Com relação à perspectiva teórica que fundamenta nossa proposta, destacamos que para Vigotski (2007) um dos fatores que contribui para o desenvolvimento conceitual é a correlação entre os conhecimentos escolares e cotidianos na mediação pedagógica. Assim, destacamos a necessidade dos alunos aprenderem os conteúdos de Botânica de forma sistematizada e contextualizada. Neste contexto, podemos destacar o conceito de Zona de Desenvolvimento Imediato (ZDI[1]) - ou, como parte dos autores preferem denominar, Zona de Desenvolvimento Proximal (ZDP) - , defendido por Vigostki (2009), que é a distância entre a Zona de Desenvolvimento Real (ZDR), determinado pela solução independente de um problema, e a Zona de Desenvolvimento Potencial (ZDP) determinada pela solução de um problema sob orientação e/ou em colaboração com outra pessoa capaz de resolver esse problema (Vigotski, 2009).

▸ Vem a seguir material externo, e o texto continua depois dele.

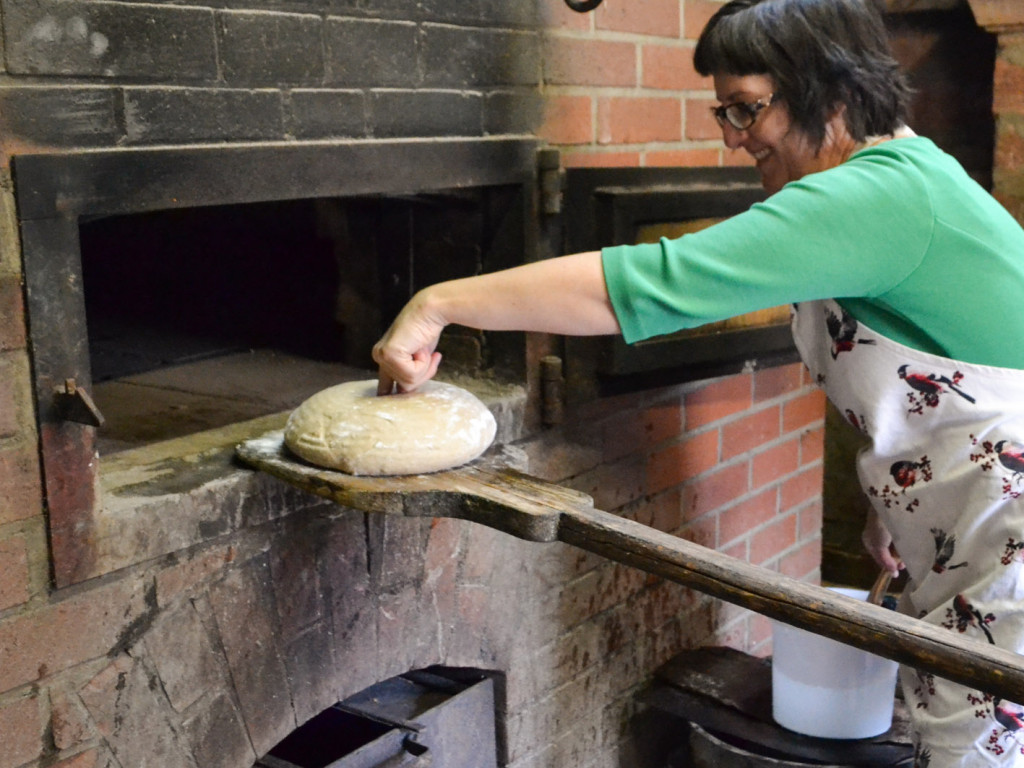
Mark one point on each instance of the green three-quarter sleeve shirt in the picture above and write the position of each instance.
(899, 233)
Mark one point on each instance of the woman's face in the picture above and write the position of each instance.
(782, 152)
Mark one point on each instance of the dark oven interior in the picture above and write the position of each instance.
(195, 314)
(185, 290)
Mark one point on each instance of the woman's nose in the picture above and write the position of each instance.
(732, 136)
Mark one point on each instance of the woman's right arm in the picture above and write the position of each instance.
(565, 295)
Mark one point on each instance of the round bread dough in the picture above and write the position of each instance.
(349, 427)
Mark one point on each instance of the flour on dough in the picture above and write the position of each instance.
(349, 427)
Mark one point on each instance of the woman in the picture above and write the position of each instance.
(928, 271)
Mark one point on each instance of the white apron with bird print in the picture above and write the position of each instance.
(945, 472)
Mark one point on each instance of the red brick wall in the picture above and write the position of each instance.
(620, 88)
(1009, 108)
(734, 464)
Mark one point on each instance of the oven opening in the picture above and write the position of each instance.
(201, 317)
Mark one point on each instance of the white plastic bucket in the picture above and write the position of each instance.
(823, 688)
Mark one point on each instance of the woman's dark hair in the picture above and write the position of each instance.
(821, 54)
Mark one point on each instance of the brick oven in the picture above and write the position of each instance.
(163, 605)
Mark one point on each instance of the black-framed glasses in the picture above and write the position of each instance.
(741, 115)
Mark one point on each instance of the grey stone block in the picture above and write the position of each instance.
(327, 114)
(108, 39)
(505, 13)
(270, 48)
(435, 10)
(59, 117)
(218, 735)
(183, 656)
(395, 114)
(181, 115)
(372, 53)
(512, 112)
(243, 605)
(455, 56)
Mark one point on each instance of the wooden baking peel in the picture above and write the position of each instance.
(487, 493)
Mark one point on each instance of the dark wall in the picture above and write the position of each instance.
(143, 75)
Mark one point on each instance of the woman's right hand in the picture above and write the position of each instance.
(407, 354)
(878, 541)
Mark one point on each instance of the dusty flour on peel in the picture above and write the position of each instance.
(350, 428)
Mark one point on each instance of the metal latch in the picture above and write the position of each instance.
(552, 180)
(74, 403)
(582, 6)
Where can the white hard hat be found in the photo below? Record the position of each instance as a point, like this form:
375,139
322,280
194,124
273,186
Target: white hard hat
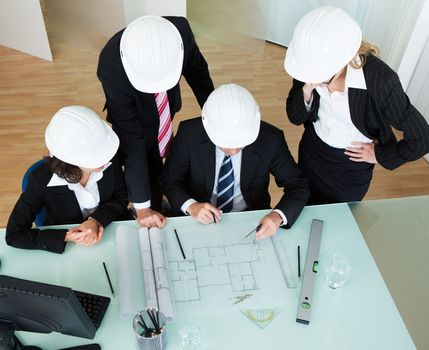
152,54
231,117
76,135
325,40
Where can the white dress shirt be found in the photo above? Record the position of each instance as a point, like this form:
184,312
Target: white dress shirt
88,197
334,125
238,203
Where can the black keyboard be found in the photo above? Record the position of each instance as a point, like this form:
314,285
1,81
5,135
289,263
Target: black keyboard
95,306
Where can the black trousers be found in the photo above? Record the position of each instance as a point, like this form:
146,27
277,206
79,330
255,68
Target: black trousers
155,165
333,177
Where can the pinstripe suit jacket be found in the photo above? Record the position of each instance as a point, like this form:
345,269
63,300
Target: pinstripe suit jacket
374,112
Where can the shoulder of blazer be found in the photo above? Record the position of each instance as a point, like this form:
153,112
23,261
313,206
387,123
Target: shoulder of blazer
268,130
193,127
42,175
376,73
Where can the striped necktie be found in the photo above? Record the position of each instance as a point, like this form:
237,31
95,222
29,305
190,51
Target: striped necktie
225,186
165,132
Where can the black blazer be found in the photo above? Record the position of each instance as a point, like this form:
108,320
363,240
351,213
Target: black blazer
374,112
189,171
134,115
61,207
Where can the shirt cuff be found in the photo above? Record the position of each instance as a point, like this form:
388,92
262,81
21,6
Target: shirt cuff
187,204
143,205
308,105
278,211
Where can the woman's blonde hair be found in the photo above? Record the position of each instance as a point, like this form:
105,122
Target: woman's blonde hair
366,49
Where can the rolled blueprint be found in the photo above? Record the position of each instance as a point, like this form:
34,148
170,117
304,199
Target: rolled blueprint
131,284
155,269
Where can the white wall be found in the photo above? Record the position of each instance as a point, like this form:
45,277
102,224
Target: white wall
414,67
385,23
137,8
22,27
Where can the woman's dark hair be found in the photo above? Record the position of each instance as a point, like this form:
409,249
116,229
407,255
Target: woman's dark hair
70,173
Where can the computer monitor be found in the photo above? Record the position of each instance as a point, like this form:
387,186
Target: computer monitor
39,307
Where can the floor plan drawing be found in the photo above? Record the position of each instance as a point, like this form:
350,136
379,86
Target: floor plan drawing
228,269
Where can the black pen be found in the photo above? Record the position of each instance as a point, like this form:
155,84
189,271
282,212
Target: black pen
180,244
108,279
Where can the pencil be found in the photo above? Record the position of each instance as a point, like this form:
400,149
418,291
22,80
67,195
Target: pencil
180,244
108,279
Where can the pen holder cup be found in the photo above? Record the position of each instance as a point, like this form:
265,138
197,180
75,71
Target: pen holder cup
146,341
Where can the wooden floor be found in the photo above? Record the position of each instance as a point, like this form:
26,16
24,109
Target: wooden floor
32,90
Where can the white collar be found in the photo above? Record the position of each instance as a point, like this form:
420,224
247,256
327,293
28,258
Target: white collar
355,78
58,181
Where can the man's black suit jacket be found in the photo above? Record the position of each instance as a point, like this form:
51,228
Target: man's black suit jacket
374,112
134,115
189,171
61,207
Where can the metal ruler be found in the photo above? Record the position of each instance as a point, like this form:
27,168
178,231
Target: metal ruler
310,270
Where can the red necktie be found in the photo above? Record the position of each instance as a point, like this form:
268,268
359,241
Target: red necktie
165,132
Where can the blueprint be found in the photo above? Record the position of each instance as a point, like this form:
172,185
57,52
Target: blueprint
219,269
155,271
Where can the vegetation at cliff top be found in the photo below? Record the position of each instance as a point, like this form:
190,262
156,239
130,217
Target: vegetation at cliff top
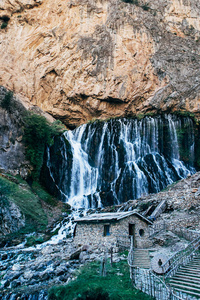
38,133
90,285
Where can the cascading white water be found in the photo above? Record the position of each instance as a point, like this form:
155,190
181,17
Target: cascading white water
111,162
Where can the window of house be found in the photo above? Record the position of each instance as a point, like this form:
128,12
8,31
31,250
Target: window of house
106,230
141,232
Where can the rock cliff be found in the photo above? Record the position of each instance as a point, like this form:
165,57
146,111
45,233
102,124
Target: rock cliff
85,59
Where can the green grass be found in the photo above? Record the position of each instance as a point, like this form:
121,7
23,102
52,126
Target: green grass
42,194
25,199
90,285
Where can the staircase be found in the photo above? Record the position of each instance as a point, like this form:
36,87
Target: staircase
187,278
141,258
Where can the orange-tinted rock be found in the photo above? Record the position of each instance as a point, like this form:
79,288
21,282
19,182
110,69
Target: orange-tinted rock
86,59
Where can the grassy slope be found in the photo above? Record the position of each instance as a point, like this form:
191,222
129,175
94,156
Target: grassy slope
88,284
39,208
20,193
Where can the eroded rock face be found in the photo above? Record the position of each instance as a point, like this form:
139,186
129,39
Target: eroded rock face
12,150
85,59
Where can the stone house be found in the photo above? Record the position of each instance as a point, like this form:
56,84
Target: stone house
110,229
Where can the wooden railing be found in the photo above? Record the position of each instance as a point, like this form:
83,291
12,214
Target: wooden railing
154,286
149,283
156,228
180,258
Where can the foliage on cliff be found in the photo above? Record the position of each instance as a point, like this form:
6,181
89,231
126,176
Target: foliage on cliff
89,284
38,133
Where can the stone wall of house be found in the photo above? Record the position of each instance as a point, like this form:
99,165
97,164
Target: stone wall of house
93,233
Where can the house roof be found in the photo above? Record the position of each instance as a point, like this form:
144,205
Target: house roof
103,217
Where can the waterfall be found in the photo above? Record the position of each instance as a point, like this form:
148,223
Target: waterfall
107,163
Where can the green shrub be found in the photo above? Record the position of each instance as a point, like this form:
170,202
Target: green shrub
131,1
38,133
6,102
116,285
4,25
23,197
145,7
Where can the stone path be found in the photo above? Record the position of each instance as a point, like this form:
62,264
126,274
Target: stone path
187,279
141,258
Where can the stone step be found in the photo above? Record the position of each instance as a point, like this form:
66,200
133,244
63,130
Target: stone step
141,258
190,270
187,274
186,283
190,288
187,292
186,278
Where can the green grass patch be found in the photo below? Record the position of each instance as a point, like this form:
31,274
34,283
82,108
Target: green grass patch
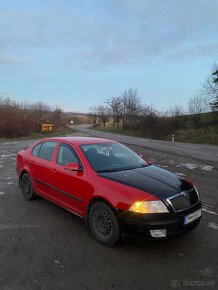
37,135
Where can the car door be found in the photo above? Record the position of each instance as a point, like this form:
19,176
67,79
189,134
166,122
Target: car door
70,188
41,166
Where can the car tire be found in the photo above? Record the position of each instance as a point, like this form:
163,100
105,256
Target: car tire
103,224
27,187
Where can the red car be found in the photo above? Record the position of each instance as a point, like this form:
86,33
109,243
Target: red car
109,186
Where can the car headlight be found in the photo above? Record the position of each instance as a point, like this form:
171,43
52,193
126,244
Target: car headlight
153,206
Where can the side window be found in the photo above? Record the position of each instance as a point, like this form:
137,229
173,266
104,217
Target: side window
36,149
46,151
66,154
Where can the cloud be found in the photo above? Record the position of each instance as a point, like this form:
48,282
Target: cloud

Nesta perspectiva, pretendemos fornecer aos professores uma proposta didática para que os conteúdos relacionados à Botânica possam ser trabalhados em nível médio de ensino, respeitando a ZDI dos alunos, os documentos normativos curriculares (BNCC e RCMS-EM) e, ainda, fornecendo aos alunos uma experiência de aprendizagem com formação de significados e, consequentemente, o desenvolvimento conceitual ao articular os conhecimentos já apropriados pelos alunos aos científicos. A seguir, apresentamos a SD e os caminhos a serem percorridos para seu desenvolvimento.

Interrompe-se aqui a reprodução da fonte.